FreeToursByFoot.com offers walking tours, and if you’re happy at the end of your tour, you tip the guide. We were happy with our free tour of Georgetown, known for cobblestone streets; townhouses you wish you lived in; 27 acres of woodlands and gardens in Dumbarton Oaks Park; and Georgetown University. Another free tour option is DC on Foot.
Nearby Martin’s Tavern is where President John F. Kennedy proposed to Jackie (at booth No. 3, there’s a plaque); President Richard Nixon loved the meat loaf there. These are the things you learn on walking tours! Our guide also recommended buying the granola bags at Baked and Wired labeled Hippie Crack.
Lauriol Plaza on 18th Street NW makes fabulous fish tacos.
I don’t even like tacos but those blackened cod tacos made me wildly happy. And Janet loved her delicious spinach enchiladas with avocado slices and Monterey Jack cheese. Muy yummy.
George Washington really did sleep here.
In case anyone has fallen behind on your seventh-grade history, Mount Vernon was George Washington’s estate in Fairfax County, Virginia, south of Alexandria. This Palladian-style mansion, a 40-minute ride from D.C., is the place where the Father of Our Country actually slept.
We tested out the row of bolted-down chairs on the back porch overlooking the Potomac and visited George and Martha’s tombs. During the house tour, our guide suggested we all peer into the parlor room mirror and imagine President Washington looking at his own reflection there. Which was kinda thrilling. And kinda creepy.
The Spy Museum is ridiculous fun.
Opened in 2002 but recently moved to a new spot, this museum tells the history of espionage. You get to learn about code-breaking and covert operations. You see Picasso sketches of Ethel and Julius Rosenberg, the couple who were executed in 1953 after being convicted of espionage, accused of giving atomic secrets to the Soviet Union.
You also get your own secret identity. I was archeologist Tatiana Petrov with an undercover mission in Rio. I cannot keep a secret. I’d be a terrible spy.
Big Bear Café has grapevine-draped patios. And wood-oven bagels.
This might be my dream restaurant. A twinkly, magical setting outside; warm and wood-paneled on the inside. Along with reasonably priced farro bowls, breakfast burritos, grilled cheese sandwiches and, at night, candlelit dinners. Somebody. Please. Invite me to a wedding here.
The Library of Congress offers murals on steroids.
If you’re looking for inspiration to spruce up your living room walls, have I got a library for you! Domed ceilings with murals of winged horses. Trumpet-blowing angels. Helmeted warriors. The murals in The Library of Congress all have names like “Ambition” and “Human Understanding”.

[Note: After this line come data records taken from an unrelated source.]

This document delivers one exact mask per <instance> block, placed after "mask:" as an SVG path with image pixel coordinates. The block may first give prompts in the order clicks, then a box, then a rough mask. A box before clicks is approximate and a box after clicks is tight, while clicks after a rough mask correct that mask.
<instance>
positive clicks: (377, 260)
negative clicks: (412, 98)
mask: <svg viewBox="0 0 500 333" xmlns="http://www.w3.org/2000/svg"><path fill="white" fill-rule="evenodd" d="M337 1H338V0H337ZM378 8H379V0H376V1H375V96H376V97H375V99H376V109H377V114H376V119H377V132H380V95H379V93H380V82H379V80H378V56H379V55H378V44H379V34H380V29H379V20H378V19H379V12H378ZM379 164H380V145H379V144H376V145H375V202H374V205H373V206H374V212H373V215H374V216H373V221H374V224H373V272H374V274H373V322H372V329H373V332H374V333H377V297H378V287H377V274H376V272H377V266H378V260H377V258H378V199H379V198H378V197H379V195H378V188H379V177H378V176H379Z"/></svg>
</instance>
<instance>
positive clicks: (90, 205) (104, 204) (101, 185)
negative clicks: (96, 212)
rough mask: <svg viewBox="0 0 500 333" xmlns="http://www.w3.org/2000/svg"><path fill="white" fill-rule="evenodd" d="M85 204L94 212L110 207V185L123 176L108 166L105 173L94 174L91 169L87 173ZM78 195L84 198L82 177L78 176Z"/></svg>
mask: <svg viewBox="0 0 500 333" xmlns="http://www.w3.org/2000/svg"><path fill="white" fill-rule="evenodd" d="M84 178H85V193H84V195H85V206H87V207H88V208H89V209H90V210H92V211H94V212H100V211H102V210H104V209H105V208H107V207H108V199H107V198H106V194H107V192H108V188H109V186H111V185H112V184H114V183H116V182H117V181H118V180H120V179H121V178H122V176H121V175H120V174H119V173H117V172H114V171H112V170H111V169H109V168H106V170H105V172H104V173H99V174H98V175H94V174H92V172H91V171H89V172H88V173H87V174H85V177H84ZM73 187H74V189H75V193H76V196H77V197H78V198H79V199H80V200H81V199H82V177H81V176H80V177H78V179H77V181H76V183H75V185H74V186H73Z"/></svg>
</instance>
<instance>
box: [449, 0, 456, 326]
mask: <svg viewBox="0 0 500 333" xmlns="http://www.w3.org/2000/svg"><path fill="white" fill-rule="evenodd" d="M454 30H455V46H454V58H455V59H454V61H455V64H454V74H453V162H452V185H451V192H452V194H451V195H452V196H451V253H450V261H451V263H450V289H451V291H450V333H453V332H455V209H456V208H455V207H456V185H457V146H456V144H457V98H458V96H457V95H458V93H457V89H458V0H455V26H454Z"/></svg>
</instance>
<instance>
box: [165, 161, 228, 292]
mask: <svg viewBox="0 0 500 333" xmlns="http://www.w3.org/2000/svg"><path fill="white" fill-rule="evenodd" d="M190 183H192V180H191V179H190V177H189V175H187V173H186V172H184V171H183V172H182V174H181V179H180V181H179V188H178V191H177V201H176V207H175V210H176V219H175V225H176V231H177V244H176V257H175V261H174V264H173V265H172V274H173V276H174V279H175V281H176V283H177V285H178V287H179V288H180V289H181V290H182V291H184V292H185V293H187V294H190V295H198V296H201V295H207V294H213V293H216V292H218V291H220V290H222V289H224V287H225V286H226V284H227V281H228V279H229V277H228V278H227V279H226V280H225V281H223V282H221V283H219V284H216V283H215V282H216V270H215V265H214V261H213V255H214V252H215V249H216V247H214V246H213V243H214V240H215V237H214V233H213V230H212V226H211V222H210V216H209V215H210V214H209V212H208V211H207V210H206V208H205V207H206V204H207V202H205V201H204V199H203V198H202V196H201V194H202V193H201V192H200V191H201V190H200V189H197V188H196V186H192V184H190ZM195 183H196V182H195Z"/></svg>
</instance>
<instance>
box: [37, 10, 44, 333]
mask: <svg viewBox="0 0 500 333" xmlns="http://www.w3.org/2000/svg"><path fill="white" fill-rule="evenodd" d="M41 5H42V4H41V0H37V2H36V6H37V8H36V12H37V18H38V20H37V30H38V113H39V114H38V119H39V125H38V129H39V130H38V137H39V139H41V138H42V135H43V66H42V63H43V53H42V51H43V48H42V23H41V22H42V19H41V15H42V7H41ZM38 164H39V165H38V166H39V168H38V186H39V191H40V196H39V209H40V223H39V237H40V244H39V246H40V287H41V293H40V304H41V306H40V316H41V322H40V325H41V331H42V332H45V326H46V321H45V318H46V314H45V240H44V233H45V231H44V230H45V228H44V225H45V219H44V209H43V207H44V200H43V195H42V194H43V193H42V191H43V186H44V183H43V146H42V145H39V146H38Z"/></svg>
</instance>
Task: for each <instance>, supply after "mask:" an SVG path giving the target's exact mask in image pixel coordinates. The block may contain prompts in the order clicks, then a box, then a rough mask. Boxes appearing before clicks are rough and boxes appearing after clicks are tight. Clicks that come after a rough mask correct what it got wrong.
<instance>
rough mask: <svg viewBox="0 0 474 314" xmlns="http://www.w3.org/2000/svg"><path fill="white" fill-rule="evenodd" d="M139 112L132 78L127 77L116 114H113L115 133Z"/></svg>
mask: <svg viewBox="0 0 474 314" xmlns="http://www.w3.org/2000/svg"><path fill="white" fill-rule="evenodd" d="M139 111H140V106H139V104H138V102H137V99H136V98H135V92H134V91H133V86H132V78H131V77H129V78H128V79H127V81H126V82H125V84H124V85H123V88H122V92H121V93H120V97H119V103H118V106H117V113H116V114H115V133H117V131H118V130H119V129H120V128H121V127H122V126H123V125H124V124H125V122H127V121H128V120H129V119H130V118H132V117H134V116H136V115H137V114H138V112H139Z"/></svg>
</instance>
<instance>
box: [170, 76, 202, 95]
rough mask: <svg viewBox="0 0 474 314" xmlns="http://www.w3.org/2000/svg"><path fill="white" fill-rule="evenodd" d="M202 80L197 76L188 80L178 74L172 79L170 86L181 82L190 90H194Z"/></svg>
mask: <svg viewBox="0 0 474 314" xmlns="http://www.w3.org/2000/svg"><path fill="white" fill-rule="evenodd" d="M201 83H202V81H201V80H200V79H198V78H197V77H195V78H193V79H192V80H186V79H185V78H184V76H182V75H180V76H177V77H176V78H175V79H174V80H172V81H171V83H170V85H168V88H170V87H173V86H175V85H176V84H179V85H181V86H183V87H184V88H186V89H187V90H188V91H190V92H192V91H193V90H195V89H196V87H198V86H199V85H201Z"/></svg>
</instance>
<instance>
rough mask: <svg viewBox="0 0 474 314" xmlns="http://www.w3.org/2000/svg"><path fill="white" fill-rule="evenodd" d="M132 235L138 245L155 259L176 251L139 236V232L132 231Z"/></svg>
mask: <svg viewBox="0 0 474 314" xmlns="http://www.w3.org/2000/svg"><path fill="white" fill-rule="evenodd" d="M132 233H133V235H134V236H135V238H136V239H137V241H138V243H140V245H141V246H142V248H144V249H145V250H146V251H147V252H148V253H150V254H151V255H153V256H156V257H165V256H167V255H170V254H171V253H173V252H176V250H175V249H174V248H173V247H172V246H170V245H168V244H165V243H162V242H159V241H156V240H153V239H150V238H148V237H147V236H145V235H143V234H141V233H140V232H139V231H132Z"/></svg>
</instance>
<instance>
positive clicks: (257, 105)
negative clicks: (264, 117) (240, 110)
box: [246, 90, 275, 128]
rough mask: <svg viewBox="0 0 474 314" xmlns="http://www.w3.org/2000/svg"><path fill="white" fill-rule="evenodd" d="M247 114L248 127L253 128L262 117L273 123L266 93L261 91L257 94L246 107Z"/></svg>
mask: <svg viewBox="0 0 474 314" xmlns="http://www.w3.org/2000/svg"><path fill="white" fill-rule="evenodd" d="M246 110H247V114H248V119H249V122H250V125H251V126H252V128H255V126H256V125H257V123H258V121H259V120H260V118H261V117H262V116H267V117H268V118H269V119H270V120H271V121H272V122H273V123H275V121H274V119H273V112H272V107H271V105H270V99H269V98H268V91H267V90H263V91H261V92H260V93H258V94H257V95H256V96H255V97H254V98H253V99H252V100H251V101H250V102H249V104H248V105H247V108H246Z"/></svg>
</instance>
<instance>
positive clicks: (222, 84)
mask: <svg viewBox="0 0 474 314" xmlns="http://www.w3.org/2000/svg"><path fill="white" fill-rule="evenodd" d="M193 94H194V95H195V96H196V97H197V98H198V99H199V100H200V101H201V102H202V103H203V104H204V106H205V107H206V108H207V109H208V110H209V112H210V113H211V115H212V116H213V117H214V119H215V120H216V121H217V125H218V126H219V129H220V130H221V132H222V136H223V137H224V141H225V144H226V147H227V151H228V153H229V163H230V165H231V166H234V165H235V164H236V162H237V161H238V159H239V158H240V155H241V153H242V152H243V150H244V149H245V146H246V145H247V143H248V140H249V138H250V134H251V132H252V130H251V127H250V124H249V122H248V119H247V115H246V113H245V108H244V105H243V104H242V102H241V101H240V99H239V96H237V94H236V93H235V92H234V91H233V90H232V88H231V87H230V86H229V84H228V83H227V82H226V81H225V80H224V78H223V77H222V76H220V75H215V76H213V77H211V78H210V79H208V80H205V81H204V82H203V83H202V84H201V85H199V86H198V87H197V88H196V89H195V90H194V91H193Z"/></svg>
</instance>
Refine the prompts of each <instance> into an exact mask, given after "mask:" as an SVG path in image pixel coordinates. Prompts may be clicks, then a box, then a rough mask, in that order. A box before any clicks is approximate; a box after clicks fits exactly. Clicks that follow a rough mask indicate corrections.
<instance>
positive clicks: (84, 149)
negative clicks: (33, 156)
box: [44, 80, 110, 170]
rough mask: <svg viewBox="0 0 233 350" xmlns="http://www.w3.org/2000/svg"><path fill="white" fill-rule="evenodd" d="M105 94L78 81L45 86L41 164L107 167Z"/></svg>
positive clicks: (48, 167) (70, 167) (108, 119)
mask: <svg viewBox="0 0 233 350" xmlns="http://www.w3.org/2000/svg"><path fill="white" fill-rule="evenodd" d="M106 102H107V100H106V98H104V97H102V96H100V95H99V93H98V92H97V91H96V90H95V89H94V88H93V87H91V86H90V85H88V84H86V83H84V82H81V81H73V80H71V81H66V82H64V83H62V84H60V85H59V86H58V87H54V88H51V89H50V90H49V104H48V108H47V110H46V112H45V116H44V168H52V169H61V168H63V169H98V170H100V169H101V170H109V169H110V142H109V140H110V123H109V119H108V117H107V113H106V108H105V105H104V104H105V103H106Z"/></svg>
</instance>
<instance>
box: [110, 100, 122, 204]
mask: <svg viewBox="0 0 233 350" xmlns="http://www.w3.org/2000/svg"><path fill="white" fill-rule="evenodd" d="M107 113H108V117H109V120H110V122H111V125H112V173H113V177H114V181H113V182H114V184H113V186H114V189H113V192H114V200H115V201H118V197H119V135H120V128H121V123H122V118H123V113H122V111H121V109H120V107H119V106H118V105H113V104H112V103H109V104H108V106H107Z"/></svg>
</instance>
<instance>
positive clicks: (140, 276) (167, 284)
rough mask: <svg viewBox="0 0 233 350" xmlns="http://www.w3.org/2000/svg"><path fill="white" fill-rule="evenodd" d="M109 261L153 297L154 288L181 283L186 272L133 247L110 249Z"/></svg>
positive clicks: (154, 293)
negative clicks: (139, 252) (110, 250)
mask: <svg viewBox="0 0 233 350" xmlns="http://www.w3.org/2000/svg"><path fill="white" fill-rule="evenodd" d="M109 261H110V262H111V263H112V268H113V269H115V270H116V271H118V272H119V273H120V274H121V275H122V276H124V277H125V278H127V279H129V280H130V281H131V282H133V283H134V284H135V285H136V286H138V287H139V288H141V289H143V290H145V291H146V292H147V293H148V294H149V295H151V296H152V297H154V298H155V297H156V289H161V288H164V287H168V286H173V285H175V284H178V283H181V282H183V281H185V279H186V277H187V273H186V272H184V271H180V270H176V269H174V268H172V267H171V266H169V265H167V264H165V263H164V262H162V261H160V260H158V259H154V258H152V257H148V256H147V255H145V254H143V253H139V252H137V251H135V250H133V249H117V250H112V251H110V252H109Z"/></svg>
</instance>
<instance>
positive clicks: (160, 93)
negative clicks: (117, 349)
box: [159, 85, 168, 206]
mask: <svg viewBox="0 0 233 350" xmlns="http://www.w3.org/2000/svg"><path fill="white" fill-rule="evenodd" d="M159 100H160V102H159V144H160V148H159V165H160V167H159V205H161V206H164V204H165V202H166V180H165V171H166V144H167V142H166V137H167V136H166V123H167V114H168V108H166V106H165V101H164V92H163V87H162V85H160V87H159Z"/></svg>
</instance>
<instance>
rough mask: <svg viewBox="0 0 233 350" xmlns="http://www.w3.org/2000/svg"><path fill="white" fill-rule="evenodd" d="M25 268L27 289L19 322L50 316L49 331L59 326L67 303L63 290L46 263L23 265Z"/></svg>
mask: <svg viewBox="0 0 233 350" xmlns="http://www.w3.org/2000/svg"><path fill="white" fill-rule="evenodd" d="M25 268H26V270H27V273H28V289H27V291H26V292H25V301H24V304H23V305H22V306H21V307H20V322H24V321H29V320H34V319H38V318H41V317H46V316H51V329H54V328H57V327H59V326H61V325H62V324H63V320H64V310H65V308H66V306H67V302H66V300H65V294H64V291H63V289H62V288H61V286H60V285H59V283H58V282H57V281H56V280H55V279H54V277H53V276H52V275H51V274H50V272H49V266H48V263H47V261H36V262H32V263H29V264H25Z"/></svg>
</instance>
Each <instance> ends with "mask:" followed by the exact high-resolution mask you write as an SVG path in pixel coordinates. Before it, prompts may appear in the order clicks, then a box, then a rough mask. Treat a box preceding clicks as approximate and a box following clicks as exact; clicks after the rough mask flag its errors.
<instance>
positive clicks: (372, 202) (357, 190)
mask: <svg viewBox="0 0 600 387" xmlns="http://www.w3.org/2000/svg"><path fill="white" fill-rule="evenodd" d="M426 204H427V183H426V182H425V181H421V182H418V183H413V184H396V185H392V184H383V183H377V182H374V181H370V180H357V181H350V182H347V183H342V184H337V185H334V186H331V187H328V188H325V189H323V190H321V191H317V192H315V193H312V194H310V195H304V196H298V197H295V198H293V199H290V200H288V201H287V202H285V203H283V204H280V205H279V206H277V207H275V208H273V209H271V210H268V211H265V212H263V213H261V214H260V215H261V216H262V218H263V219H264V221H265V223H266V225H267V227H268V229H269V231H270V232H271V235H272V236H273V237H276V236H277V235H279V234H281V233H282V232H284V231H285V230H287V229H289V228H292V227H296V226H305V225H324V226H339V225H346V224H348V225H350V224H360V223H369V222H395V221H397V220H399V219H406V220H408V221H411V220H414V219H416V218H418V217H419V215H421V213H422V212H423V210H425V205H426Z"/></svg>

The Great Hall’s marble floor is a gigantic depiction of the Zodiac. But if you refer to the main room with its digitized system as the “card room,” you will be corrected. The nice librarian set me straight.
Before Janet flew back to Munich and Lynn flew back to Los Angeles, we all agreed on this: However long you plan to stay in Washington, it won’t be long enough. I will definitely visit again, and I’m not waiting another 50 years.